Compliance varied over time. High compliance came on energy commitments from Buenos Aires in 2018 with 89%, Seoul in 2010 with 82% and Cannes in 2011 with 81%. Lows came on commitments from Hangzhou in 2016 at 49% and Antalya in 2015 at 33%. The interim energy compliance score following Osaka in 2019 was 75%. The highest G20 energy compliers were France and Korea, each with 84%, followed by the United Kingdom and Brazil with 80% each.
Causes and corrections
The six summits that averaged the lowest energy compliance (57%) had a total of 86 commitments, compared to the five summits that averaged the highest compliance (82%), which had 69 commitments. This suggests that the G20 should made fewer commitments for focus, to improve its energy compliance.
The six lowest complying summits averaging 57% generated a total of 6,484 words, while the five highest complying summits averaging 82% had 4,927 words. This again suggests a ‘fewer for focus’ approach to G20 energy governance.
The degree of politically binding language also seems to correlate with compliance. The commitments with less binding language, such as reiterations of past commitments, averaged 62% compliance. The commitments with more binding language, such as ‘we commit’, averaged much higher 81% compliance.
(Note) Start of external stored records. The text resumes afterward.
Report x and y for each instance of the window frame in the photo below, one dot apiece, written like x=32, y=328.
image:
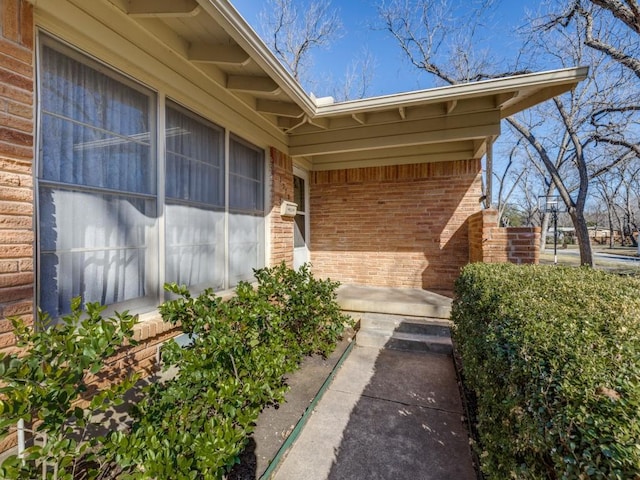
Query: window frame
x=159, y=101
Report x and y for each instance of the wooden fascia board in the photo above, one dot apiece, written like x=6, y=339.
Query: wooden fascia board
x=400, y=159
x=407, y=132
x=383, y=136
x=253, y=84
x=536, y=98
x=282, y=109
x=105, y=31
x=223, y=12
x=163, y=8
x=461, y=148
x=221, y=54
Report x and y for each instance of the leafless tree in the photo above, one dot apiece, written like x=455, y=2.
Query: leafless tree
x=294, y=34
x=611, y=27
x=561, y=134
x=295, y=31
x=358, y=77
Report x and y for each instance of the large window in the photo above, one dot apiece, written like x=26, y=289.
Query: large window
x=110, y=198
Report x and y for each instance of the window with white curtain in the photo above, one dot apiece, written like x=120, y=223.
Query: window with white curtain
x=194, y=200
x=100, y=211
x=246, y=207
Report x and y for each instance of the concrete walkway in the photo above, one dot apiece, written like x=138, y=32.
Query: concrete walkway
x=388, y=414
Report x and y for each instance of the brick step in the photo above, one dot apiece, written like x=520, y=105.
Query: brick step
x=405, y=333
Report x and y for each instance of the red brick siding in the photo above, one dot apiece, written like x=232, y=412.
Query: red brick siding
x=492, y=244
x=400, y=226
x=16, y=171
x=281, y=229
x=16, y=166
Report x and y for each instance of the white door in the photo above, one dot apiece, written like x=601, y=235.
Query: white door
x=301, y=224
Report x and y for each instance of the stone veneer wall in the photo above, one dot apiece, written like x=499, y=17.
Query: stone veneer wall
x=396, y=226
x=490, y=243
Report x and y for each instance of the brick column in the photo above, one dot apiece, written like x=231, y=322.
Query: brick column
x=16, y=166
x=281, y=228
x=490, y=243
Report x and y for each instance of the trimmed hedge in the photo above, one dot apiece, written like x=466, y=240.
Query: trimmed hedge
x=197, y=424
x=553, y=356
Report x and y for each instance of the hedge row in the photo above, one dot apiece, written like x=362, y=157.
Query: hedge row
x=553, y=355
x=194, y=425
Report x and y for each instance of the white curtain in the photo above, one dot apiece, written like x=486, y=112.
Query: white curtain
x=97, y=205
x=246, y=211
x=195, y=201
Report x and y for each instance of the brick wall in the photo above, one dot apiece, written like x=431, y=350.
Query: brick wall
x=490, y=243
x=281, y=229
x=16, y=165
x=400, y=226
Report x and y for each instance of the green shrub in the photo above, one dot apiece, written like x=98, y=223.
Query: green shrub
x=46, y=382
x=553, y=355
x=197, y=424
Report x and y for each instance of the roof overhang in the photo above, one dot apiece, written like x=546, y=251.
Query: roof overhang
x=452, y=122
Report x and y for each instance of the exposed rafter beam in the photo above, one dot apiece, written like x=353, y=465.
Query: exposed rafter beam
x=252, y=84
x=163, y=8
x=290, y=124
x=534, y=99
x=227, y=54
x=479, y=147
x=361, y=118
x=503, y=98
x=283, y=109
x=322, y=123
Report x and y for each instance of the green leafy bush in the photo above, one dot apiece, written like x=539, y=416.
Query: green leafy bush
x=197, y=424
x=553, y=355
x=46, y=384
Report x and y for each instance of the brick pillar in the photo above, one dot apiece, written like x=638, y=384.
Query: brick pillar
x=16, y=166
x=490, y=243
x=281, y=229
Measures to improve compliance include holding a same-subject energy ministerial meeting, including meetings to recognise shock-activated vulnerabilities, as the energy ministers did in April 2020 to address the COVID-19 pandemic. This is especially important, as there is no world energy organisation to make the health-energy links. Another measure is to shift leadership from the traditional Organization of Petroleum Exporting Countries to embrace the United States, Canada, Mexico, the United Kingdom and Brazil, whose formidable hydrocarbon and clean energy capabilities are now replacing production and exports from OPEC-centred Venezuela, Iran, Iraq and Syria.
As the human and economic devastation from COVID-19 continues, the G20 Riyadh Summit will have little choice but to forge the critical connections among energy, the economy and global health.